Uncategorized August 31st, 2007Shocking, an S&P analyst today changed his rating on WM to a "sell." Considering we are entering into an unprecedented housing downturn and already in the thick of a secondary market liquidity crisis, you would think analysts would have cut ratings on pretty much all major banks, particularly those like WM with nearly 10% in junk housing loans. The next few quarterly earnings reports should take WM lower.
FBR just reduced 2007 earnings estimates by 31% from $3.60 a share to $2.50 on possible loan writedowns. Credit Suisse announced yesterday that mortgage lending will go from $3.3 trillion in 2005 to an estimated $1.8 trillion in 2008. Keep in mind that pretty much all remaining mortgage originators are focused on the "prime" sector which they can sell to Fannie or Freddie - with increased competition comes even thiner margins. Not a good long-term business model.
Disclosure, we have been short (put options) WM since February 2007 and continue to maintain this position.
August 30, 2007 - NEW YORK (AP) -- A Standard & Poor's stock analyst cut his rating on Washington Mutual Inc. on Thursday, citing concerns about the bank's exposure to the ailing housing market.
Mortgage banking analyst Stuart Plesser downgraded Washington Mutual stock to "Sell" from "Hold," and cut his target price by $4 to $33. He also lowered his 2007 and 2008 earnings forecasts, to $3.41 and $3.90 respectively.
Plesser noted that about 9 percent of Washington Mutual's loan portfolio is subprime mortgages, or home loans to people with poor credit histories.
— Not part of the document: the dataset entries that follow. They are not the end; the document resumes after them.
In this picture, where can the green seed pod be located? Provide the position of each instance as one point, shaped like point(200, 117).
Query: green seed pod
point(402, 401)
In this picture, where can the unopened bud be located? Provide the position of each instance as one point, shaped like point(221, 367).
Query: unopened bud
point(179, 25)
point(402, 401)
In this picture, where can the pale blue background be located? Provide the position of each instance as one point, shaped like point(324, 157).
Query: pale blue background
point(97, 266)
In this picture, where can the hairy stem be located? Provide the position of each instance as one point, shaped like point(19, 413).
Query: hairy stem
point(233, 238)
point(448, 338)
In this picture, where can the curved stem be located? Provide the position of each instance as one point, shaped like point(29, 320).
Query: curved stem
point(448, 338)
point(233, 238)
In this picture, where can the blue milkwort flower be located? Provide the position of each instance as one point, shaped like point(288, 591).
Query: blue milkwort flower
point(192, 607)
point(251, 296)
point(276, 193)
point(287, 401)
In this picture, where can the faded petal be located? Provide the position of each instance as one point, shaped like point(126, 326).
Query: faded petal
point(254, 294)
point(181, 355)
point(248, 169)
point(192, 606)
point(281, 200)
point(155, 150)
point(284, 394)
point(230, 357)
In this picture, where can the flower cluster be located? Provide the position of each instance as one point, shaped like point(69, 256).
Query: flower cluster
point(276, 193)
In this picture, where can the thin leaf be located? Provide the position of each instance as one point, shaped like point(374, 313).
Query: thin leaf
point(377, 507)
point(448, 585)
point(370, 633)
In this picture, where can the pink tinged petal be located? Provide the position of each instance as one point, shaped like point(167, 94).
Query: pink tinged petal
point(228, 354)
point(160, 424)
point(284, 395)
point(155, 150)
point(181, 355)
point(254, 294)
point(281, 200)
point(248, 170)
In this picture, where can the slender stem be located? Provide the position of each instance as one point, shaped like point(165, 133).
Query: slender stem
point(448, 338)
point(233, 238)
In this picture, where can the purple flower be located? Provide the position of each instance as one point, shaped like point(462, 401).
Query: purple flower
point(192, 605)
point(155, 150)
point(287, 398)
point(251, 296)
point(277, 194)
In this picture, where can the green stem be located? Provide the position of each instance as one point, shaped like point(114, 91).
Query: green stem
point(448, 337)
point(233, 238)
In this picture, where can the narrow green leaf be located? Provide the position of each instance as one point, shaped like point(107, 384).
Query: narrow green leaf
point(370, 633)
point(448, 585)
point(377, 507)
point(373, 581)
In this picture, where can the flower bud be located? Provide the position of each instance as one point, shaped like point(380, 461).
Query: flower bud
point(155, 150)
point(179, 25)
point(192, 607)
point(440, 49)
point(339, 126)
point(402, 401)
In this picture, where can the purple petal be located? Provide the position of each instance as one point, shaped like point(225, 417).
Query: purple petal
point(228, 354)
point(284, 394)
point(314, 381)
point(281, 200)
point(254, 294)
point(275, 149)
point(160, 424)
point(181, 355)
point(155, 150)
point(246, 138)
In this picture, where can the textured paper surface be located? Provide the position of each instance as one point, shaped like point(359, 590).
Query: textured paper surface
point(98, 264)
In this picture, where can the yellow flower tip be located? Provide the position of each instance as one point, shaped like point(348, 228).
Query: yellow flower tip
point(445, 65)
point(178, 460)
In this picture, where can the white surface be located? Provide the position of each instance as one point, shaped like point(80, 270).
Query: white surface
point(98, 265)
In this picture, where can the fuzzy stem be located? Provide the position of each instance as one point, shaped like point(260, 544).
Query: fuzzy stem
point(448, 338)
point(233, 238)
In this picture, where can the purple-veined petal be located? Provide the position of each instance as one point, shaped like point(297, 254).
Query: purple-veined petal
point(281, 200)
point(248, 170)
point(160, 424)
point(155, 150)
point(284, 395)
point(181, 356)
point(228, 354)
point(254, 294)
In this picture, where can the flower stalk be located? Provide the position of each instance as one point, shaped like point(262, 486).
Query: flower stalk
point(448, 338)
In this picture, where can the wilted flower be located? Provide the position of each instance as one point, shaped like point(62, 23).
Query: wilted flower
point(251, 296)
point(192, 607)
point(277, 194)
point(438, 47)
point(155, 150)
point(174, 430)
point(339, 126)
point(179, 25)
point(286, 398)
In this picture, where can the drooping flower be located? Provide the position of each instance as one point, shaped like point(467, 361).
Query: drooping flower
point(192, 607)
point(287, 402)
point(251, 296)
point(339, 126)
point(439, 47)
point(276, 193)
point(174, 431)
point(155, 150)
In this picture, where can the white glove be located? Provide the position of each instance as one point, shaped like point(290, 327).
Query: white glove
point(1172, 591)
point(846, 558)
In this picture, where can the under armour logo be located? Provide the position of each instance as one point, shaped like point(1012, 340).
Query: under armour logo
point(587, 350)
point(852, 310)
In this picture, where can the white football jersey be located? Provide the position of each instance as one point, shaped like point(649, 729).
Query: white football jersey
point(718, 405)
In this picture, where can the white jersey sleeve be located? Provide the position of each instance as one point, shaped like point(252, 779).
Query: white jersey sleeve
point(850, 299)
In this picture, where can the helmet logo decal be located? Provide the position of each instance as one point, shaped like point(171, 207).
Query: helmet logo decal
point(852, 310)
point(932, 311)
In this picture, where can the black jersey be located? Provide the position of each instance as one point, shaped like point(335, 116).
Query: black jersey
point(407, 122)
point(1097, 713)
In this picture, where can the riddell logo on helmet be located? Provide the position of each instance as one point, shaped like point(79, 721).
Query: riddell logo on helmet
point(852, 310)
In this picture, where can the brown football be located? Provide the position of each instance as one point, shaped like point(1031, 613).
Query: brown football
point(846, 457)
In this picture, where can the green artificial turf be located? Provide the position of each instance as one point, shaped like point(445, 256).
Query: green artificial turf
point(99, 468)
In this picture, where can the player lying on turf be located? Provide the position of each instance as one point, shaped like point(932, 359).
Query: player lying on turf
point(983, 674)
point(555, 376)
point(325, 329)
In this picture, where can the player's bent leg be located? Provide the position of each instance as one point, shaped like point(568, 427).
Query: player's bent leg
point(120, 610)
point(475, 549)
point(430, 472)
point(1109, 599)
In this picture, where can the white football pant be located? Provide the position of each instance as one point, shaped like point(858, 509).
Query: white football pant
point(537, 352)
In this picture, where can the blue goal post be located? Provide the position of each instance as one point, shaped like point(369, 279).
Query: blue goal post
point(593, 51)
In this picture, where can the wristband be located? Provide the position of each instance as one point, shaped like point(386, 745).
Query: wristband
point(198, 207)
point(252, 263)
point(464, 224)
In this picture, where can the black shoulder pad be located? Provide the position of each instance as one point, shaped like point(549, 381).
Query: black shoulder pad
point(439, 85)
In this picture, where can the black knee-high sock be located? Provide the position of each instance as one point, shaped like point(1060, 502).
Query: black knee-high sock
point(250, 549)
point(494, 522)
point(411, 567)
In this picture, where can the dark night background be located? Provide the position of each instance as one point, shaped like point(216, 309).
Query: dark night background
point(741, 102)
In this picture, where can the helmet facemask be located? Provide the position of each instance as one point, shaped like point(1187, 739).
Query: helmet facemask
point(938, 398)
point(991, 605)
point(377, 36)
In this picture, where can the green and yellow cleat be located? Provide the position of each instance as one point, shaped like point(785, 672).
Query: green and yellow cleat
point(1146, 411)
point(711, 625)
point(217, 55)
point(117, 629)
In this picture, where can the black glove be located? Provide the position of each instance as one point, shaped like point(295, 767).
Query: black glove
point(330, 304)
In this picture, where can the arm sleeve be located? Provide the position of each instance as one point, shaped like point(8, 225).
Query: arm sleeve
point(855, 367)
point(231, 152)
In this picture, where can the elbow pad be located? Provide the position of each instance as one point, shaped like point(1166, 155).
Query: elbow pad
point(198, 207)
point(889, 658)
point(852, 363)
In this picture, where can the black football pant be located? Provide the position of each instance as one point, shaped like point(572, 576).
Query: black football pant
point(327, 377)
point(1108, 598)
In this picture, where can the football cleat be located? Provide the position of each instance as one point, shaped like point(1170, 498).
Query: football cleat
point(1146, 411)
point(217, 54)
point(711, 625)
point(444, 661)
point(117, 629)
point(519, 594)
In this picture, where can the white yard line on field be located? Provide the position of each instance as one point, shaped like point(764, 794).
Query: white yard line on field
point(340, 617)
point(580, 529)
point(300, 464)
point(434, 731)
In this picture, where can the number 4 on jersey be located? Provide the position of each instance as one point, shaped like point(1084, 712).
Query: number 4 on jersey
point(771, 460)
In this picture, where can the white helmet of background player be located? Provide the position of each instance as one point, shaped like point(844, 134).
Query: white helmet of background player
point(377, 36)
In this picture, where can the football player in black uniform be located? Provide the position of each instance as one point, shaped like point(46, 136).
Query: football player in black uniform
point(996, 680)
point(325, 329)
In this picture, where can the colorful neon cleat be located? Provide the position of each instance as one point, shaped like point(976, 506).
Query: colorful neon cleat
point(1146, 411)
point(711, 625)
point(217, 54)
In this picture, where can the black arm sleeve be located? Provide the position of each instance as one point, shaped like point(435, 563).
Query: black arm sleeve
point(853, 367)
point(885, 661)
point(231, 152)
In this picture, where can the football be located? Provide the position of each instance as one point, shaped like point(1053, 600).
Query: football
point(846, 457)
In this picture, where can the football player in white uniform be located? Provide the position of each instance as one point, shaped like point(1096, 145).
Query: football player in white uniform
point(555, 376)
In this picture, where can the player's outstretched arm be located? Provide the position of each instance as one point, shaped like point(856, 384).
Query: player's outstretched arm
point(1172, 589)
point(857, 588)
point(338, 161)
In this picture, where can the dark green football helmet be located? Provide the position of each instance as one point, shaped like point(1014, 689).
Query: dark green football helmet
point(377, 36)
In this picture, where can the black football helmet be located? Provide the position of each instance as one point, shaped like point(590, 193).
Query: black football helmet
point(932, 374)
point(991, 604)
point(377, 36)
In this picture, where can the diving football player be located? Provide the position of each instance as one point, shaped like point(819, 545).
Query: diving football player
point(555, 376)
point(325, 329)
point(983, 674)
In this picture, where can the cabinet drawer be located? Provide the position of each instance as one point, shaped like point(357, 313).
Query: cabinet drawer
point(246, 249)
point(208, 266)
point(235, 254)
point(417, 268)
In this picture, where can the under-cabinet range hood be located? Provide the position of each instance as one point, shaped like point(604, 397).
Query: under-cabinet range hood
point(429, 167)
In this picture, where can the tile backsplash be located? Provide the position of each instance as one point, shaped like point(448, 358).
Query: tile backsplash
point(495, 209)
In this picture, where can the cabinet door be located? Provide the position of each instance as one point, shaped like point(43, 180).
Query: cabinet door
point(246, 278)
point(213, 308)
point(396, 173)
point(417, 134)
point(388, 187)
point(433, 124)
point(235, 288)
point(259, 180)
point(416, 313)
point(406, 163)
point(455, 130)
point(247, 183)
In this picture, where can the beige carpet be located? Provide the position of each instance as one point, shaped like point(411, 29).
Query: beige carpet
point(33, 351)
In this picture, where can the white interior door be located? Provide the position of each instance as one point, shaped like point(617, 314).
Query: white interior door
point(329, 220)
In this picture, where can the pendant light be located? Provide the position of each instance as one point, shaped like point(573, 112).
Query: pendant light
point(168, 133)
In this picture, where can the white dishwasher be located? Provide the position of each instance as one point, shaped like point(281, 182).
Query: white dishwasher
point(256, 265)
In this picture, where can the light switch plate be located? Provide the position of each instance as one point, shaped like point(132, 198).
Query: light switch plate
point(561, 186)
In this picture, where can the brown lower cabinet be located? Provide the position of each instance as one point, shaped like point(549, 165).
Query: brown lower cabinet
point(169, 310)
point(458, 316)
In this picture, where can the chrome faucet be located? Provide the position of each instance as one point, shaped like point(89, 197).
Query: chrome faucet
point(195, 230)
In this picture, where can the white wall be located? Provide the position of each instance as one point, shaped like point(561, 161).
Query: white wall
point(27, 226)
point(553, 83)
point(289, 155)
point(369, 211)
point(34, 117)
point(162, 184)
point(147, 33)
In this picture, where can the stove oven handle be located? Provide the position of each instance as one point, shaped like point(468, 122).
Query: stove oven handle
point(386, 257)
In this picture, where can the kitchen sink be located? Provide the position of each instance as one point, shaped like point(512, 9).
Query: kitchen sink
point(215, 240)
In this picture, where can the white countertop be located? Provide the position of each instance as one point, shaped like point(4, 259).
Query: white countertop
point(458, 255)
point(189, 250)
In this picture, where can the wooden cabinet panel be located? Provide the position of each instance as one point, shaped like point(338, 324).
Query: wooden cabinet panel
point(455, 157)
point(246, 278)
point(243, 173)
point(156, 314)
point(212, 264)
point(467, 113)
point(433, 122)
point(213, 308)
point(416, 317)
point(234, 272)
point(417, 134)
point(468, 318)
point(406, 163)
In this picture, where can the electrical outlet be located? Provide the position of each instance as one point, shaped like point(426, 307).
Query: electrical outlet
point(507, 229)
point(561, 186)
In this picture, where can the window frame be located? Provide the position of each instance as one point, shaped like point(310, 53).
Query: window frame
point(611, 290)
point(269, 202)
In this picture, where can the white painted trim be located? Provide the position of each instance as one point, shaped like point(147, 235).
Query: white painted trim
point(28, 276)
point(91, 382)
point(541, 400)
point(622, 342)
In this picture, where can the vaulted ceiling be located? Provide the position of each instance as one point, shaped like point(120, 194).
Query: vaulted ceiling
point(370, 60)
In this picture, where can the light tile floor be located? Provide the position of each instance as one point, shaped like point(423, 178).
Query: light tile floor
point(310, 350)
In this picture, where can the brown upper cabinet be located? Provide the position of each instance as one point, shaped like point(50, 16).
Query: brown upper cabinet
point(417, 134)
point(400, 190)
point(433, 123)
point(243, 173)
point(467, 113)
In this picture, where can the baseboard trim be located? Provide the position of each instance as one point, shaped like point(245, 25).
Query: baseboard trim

He said deteriorating credit quality will likely force the bank to boost its provisions for unpaid loans by more than expected in the second half.
"We also look for origination volume from the home loan business to be lower than previous estimates," Plesser wrote in a note to investors, adding that the bank's profit margins on mortgages will likely narrow because the secondary market for the loans has largely dried up.
Investors have become increasingly worried about the value of mortgages amid rising delinquencies and defaults, especially among subprime mortgages. Those worries have spread into the larger market, leading investors to avoid purchasing nearly all mortgages on the secondary market.
Shares of Washington Mutual fell 64 cents to close at $36.